Sales saw their biggest slump for 13 years
Sales of previously occupied homes in the US plunged in October, with rising borrowing costs and still-high prices contributing to the slowest pace of activity for over 13 years.
Last month’s sales figures for existing homes were down 14.6% compared with the same time in 2022, and by 4.1% on a monthly basis to a seasonally adjusted annual rate of 3.79 million, according to the National Association of Realtors (NAR).
The results missed analyst expectations, with economists on average having anticipated a clip of 3.9 million seasonally adjusted sales, according to FactSet. October’s figures mean sales have now dropped for five months in a row as prices continue to tick upwards despite the market cooldown.

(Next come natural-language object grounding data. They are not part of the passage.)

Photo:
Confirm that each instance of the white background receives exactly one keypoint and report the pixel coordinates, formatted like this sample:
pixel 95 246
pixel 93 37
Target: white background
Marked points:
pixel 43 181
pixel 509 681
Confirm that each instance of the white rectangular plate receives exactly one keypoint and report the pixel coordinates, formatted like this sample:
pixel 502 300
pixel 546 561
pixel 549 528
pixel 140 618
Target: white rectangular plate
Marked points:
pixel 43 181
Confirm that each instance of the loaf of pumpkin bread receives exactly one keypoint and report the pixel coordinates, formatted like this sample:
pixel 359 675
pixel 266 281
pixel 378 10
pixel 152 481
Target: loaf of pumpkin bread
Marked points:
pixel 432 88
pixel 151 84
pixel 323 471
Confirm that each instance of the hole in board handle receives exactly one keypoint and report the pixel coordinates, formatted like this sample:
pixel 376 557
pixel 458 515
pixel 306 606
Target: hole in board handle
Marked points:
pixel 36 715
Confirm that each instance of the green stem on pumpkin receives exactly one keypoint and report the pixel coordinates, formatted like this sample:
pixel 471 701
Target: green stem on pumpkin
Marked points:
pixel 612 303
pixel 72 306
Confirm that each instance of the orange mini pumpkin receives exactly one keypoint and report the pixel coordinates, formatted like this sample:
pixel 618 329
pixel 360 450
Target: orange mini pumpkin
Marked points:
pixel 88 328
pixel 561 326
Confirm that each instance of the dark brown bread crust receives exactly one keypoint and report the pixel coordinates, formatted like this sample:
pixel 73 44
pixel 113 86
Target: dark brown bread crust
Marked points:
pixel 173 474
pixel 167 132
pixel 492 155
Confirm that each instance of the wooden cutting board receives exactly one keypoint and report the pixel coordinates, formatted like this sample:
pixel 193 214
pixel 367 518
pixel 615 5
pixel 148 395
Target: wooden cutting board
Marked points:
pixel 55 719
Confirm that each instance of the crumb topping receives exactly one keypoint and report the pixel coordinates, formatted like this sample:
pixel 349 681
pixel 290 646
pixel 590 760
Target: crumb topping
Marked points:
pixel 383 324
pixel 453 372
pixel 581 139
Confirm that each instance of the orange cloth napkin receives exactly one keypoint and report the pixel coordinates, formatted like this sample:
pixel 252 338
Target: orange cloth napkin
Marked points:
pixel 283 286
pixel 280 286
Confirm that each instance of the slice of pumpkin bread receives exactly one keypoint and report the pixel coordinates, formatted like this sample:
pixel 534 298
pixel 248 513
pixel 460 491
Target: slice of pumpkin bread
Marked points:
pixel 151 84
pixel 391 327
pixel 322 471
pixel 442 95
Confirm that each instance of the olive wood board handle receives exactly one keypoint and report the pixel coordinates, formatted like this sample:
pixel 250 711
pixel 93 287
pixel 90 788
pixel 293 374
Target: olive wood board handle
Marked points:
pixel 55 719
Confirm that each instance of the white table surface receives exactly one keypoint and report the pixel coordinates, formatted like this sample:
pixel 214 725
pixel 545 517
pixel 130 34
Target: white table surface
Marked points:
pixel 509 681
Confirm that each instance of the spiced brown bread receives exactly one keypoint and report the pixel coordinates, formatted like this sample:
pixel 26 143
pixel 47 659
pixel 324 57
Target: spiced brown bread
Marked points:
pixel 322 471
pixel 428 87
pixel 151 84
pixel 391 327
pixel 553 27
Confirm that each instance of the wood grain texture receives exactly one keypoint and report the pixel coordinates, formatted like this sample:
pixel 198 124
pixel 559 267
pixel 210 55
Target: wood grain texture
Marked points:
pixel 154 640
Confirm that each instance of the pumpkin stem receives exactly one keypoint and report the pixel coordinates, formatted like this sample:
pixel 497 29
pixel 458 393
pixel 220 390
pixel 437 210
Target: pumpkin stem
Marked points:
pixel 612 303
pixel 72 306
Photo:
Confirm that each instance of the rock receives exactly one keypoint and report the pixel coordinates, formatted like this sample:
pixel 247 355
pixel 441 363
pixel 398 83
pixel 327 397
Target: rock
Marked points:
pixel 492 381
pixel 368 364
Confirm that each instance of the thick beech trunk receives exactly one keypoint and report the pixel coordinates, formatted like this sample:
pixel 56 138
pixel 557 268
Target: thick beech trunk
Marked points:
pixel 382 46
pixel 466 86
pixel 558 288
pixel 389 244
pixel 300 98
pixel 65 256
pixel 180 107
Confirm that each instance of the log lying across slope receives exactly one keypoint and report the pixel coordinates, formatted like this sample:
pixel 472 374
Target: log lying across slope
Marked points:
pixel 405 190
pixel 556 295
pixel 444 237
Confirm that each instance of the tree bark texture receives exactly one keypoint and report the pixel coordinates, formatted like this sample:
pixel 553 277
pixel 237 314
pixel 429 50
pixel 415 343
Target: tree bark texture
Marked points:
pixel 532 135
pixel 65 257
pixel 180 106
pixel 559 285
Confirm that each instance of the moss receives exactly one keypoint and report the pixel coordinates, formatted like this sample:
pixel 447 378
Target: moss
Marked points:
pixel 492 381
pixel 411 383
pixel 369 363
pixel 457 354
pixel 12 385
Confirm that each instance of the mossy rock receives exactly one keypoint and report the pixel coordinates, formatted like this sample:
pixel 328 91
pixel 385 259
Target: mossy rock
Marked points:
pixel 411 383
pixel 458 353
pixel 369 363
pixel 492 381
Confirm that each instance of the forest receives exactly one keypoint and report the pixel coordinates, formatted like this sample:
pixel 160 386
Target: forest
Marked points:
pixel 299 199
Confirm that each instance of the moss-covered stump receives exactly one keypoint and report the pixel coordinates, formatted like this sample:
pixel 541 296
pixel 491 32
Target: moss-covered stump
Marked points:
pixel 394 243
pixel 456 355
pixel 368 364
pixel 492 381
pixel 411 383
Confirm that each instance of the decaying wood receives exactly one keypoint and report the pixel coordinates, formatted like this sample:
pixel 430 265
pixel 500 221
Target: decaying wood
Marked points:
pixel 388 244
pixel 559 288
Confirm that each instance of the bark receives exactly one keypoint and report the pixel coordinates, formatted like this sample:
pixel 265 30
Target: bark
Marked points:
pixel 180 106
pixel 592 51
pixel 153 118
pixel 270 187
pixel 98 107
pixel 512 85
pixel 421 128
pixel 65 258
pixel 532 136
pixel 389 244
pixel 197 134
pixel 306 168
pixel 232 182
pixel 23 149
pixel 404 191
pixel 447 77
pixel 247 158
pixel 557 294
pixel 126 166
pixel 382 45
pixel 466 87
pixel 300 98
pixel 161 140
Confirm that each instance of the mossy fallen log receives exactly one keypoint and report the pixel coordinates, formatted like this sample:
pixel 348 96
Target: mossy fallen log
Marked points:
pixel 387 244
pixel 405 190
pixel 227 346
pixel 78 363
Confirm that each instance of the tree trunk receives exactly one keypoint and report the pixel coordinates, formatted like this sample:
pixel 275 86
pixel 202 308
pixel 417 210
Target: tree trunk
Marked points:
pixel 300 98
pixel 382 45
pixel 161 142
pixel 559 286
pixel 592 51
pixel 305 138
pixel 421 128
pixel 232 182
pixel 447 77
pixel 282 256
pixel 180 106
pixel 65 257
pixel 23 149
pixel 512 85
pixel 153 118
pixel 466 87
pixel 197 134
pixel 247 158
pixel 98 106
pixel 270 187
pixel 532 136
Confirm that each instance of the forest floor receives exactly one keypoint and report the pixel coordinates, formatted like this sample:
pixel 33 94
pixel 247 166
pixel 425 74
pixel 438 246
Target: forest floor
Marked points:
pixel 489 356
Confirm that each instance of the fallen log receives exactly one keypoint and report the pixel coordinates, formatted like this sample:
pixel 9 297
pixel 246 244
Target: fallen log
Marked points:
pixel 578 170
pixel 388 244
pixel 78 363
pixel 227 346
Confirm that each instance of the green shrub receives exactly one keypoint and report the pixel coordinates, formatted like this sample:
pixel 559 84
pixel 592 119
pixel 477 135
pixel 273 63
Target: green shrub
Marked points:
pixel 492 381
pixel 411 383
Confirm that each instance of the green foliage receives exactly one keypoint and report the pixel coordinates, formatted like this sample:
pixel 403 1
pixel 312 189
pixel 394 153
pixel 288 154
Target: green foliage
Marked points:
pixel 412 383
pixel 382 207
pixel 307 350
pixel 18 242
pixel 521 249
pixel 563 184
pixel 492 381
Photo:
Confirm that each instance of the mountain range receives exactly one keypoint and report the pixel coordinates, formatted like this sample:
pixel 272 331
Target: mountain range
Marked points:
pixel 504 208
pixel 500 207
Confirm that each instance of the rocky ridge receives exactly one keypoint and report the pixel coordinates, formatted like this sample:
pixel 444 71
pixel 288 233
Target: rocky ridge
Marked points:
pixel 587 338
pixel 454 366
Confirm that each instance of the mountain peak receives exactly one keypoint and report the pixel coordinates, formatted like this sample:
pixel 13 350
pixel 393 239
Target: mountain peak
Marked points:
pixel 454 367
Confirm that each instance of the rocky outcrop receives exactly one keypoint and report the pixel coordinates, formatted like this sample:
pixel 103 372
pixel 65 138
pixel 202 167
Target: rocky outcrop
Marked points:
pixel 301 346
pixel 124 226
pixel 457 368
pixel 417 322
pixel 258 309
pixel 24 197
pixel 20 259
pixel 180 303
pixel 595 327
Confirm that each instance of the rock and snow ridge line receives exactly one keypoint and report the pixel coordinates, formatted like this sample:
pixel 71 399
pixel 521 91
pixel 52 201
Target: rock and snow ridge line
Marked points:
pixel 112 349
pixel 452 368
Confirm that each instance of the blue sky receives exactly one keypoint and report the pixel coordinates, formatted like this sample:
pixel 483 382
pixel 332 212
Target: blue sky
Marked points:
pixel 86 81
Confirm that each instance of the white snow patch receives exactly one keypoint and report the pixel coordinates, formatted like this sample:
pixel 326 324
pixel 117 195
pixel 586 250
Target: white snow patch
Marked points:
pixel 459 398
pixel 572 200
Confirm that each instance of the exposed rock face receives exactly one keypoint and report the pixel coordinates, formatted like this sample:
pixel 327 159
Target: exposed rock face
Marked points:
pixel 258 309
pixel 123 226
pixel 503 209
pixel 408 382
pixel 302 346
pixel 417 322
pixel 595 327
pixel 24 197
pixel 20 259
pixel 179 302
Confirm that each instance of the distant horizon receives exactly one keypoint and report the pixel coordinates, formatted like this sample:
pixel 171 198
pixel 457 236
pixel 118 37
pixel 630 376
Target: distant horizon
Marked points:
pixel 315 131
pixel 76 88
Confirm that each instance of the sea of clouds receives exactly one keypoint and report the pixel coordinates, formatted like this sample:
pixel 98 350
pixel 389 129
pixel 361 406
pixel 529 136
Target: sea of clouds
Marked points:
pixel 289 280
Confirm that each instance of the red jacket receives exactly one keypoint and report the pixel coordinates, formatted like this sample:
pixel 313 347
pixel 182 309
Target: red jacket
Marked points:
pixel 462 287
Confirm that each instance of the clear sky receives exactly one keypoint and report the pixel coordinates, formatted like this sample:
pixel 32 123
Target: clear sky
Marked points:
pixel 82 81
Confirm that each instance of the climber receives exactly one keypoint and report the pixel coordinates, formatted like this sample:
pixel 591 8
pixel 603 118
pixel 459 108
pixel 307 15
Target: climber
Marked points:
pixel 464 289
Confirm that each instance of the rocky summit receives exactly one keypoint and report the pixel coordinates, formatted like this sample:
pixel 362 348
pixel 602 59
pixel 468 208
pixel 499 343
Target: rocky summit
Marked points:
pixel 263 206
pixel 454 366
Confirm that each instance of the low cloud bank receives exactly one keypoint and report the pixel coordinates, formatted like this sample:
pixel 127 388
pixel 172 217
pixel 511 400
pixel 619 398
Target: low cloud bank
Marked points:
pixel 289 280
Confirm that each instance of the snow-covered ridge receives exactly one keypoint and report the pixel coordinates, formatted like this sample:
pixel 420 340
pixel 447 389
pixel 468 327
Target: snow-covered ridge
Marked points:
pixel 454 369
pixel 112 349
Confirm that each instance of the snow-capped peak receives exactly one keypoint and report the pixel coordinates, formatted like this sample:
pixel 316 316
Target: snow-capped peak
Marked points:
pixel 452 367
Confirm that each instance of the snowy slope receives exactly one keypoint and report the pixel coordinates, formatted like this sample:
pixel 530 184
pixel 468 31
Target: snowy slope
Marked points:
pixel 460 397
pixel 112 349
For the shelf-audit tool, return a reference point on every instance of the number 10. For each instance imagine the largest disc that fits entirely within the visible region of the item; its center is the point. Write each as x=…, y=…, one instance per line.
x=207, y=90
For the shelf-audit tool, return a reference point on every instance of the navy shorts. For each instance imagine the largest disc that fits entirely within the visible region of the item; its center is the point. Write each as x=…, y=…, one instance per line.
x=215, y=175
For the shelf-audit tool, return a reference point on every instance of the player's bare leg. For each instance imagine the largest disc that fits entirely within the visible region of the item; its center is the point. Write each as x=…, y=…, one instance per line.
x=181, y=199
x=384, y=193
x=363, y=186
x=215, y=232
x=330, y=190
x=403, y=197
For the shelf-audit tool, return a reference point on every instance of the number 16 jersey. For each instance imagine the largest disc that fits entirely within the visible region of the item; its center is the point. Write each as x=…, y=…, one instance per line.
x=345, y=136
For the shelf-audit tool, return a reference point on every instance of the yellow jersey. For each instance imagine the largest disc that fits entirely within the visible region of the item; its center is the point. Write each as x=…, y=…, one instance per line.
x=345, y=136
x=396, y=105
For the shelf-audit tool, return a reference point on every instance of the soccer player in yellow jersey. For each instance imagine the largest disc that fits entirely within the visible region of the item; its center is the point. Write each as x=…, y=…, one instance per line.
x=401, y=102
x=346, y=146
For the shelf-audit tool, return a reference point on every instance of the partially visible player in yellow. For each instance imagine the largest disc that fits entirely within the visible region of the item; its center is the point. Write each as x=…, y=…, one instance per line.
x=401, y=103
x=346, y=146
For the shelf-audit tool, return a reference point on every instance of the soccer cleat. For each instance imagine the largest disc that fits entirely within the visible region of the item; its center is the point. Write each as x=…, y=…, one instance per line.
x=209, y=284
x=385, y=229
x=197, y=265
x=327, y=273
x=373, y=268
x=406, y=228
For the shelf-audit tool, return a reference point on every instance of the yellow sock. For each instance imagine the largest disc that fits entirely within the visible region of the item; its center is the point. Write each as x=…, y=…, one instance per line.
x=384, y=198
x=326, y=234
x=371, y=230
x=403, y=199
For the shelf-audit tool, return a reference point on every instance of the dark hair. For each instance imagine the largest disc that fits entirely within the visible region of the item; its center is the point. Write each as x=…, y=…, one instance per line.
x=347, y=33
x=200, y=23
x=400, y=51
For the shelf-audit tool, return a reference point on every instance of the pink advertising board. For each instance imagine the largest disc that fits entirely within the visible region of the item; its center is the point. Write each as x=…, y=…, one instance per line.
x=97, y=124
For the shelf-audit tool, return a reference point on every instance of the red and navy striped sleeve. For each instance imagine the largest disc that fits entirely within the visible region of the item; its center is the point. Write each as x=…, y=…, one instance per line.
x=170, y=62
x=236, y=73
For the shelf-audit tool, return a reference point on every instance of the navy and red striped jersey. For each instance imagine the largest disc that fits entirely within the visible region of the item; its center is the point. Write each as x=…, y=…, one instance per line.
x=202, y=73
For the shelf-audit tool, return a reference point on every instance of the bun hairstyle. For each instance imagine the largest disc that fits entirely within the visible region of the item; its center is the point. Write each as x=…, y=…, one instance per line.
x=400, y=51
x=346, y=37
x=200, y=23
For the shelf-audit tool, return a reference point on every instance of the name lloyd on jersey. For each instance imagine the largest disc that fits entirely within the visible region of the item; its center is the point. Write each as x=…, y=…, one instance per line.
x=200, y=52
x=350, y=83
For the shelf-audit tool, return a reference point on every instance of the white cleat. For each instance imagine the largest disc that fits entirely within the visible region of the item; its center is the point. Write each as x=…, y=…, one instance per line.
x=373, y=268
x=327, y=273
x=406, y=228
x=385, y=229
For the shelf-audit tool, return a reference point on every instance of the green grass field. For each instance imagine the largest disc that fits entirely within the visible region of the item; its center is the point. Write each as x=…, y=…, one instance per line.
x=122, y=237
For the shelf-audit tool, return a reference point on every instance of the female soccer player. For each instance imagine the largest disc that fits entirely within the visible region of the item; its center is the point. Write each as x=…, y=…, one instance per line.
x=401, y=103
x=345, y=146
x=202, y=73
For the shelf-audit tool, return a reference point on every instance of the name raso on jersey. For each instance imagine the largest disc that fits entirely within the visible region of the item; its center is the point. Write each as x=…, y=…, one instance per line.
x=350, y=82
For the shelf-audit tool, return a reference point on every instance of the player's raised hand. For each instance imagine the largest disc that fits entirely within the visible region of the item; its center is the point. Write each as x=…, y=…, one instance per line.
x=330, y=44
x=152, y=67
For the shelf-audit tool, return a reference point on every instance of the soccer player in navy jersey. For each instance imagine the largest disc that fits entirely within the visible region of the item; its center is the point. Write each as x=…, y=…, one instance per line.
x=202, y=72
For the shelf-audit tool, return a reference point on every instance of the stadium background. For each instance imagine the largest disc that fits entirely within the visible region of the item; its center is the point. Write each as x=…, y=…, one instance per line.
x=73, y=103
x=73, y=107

The median price of an existing home was up 3.4% on a year-over-year basis to $391,800, the NAR said, marking the fourth month in a row that prices have increased compared with a year prior.
Year-over-year, sales tumbled 14.6% (down from 4.44 million in October 2022). #NAREHS pic.twitter.com/60Iq58EDlG
— NAR Research (@NAR_Research) November 21, 2023
The Northeast, South, and West all recorded existing-homes sales declines, according to the NAR, although sales were unchanged in the Midwest.
Economist weighs in on latest figures
Lawrence Yun, the NAR’s chief economist, said a lack of supply and higher mortgages rates were the chief factors behind plummeting sales activity, with the 30-year mortgage seeing a weekly average rate of 7.79% in October.
“Prospective homebuyers experienced another difficult month due to the persistent lack of housing inventory and the highest mortgage rates in a generation,” Yun said. “Multiple offers, however, are still occurring, especially on starter and mid-priced homes, even as price concessions are happening in the upper end of the market.”
First-time homebuyers continue to account for a significant portion of sales, with 28% of existing-home purchases made by new buyers in October, the NAR said. Individual investors or second-home buyers bought 15% of homes last month, a drop from 18% the month prior.
Foreclosures and short sales, also known as distressed sales, were effectively unchanged on a month-over-month basis, hovering at the 2% mark.
Still, Yun saw some cause for optimism in the slight decline in mortgage rates in recent weeks, even though they remain high compared with 2022. He said an increase in supply in the months ahead could also prove a boost to prospective buyers.
“Fortunately, mortgage rates have fallen for the third straight week, stirring up buying interest,” he said. “Though limited now, expect housing inventory to improve after this winter and heading into the spring. More inventory will result in more home sales.”